Cockle is the common name for a group of (mostly) small, edible, saltwater clams, marine bivalve molluscs in the family Cardiidae.

Edible Mussells  of the marine family Mytilidae - Photo © Iain Morrison

The common name mussel is used for members of several families of clams or bivalvia mollusca, from saltwater and freshwater habitats. These groups have in common a shell whose outline is elongated and asymmetrical compared with other edible clams, which are often more or less rounded or oval.
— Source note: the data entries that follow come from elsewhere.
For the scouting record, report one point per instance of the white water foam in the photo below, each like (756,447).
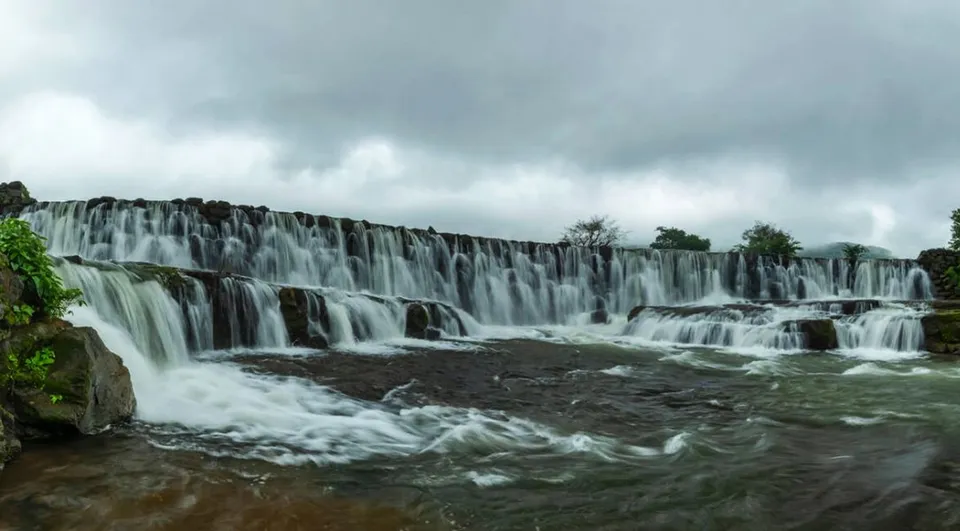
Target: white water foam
(499,282)
(222,409)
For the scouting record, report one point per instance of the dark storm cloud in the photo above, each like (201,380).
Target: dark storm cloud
(838,90)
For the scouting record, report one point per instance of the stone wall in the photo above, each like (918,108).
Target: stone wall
(221,220)
(936,262)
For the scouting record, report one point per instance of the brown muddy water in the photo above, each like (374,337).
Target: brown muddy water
(539,436)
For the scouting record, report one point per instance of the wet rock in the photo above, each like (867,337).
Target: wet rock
(295,308)
(836,308)
(941,329)
(94,384)
(11,289)
(937,262)
(818,334)
(418,323)
(14,197)
(9,443)
(599,317)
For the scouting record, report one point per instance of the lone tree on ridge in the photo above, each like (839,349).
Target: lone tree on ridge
(674,238)
(598,231)
(955,230)
(766,238)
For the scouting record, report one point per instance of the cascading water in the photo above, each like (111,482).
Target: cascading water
(497,282)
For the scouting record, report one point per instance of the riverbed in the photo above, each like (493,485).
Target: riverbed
(520,434)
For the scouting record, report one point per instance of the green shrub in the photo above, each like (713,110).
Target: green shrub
(28,257)
(953,273)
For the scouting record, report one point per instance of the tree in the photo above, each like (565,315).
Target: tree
(955,230)
(593,232)
(766,238)
(674,238)
(854,251)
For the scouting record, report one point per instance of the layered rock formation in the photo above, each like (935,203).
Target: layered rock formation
(941,328)
(937,263)
(717,322)
(238,305)
(496,281)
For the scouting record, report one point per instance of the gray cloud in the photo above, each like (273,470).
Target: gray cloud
(836,93)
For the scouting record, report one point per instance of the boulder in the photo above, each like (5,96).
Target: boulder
(941,329)
(418,323)
(94,385)
(11,289)
(818,334)
(599,317)
(9,443)
(295,309)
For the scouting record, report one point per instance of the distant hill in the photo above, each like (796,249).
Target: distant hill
(835,250)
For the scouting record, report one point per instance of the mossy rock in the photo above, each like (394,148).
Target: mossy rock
(818,334)
(418,321)
(941,330)
(169,277)
(94,384)
(9,443)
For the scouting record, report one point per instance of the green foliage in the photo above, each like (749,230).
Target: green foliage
(28,258)
(19,314)
(854,251)
(597,231)
(674,238)
(27,370)
(953,273)
(955,230)
(766,238)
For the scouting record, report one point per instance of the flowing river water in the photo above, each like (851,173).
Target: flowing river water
(680,422)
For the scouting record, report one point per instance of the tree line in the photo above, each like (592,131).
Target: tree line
(761,238)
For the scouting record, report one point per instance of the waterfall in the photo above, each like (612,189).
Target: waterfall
(145,310)
(495,281)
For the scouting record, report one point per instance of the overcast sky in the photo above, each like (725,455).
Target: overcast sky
(837,120)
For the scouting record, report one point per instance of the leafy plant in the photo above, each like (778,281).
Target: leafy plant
(31,370)
(596,231)
(766,238)
(28,257)
(854,251)
(674,238)
(19,314)
(953,273)
(955,230)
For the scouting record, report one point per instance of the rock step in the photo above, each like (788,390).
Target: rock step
(305,312)
(832,307)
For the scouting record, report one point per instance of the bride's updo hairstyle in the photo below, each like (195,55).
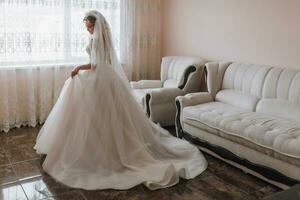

The word "mussel" is most frequently used to mean the edible bivalves of the marine family Mytilidae, most of which live on exposed shores in the intertidal zone, attached by means of their strong byssal threads ("beard") to a firm substrate.

Herring - Photo © unknown

Herring is an oily fish of the genus Clupea, found in the shallow, temperate waters of the North Pacific and the North Atlantic oceans, including the Baltic Sea.[2] Two species of Clupea are recognized, the Atlantic herring (Clupea harengus) and the Pacific herring (Clupea pallasii), each which may be divided into subspecies. Herrings are forage fish moving in vast schools, coming in spring to the shores of Europe and America, where they are caught, salted and smoked.